By Robin Brooks
For ten weeks over the winter 2017 quarter, the UW eScience Institute hosted its annual Winter Incubator Program, a collaborative intensive designed to connect data scientists from the Institute and domain scientists with the goal of fostering new research discoveries. Projects were selected from a pool of applications, and the work began in January.
Research topics varied, and participants utilized data science techniques such as data visualization, machine learning, and image processing to further their work.
Aaron Marburg and Wu-Jung Lee of UW’s Applied Physics Laboratory led projects in oceanography research, while Catherine Kuhn of the School of Environmental and Forest Sciences worked on a freshwater monitoring tool.
Alicia Clark (Mechanical Engineering Department) focused on particle tracking in low-contrast images. Dr. Nicholas Reder, UW Medicine Pathology, worked on a light-sheet microscopy challenge, and Owen Williams (Department of Aeronautics and Astronautics) used machine learning techniques to study turbulence.
The next iteration of the Winter Incubator program will occur in the winter of 2018; a call for proposals will go up on our website this fall.
We offered an opportunity to provide feedback on the program, and Dr. Reder and Wu-Jung Lee replied; their comments have been lightly edited for clarity and the hyperlinks were added.

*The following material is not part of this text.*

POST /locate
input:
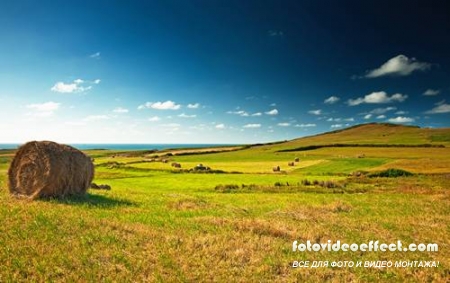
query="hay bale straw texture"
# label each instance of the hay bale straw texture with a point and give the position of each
(48, 169)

I participated in the UW eScience Institute’s Winter 2017 Incubator and would like to share my productive and rewarding experience with the program. I am a 3rd year pathology resident at the UW Medical Center who is working with a team of optical engineers to build a “light-sheet microscope” for improving the practice of pathology.
Pathologists examine tissue microscopically to make a diagnosis. Our current method is a century-old technique using thin sections of tissue on glass slides and a light microscope. Our lab built a light-sheet fluorescence microscope that produces high-resolution 3D microscopic images without the need to produce a glass slide.
This innovation is a major advance for the field of pathology, with benefits including faster turnaround time, more accurate diagnosis, and new biological insights revealed by examination of 3D microscopy data. There is one catch: the imaging datasets are massive and we cannot use existing software tools for image processing or visualization. Before the incubator, our lab group lacked the expertise to write new software to address these challenging big data problems. Thus, we used tedious and inefficient methods to process and visualize the data, and we stored the data on multiple external hard drives.
Through my experience in the Winter 2017 Incubator, our laboratory group now leverages cloud-based storage and computing to efficiently process, store, and visualize our imaging datasets. These new software tools increased the efficiency of our lab and we can now produce striking 3D visualizations of our microscopic imaging data.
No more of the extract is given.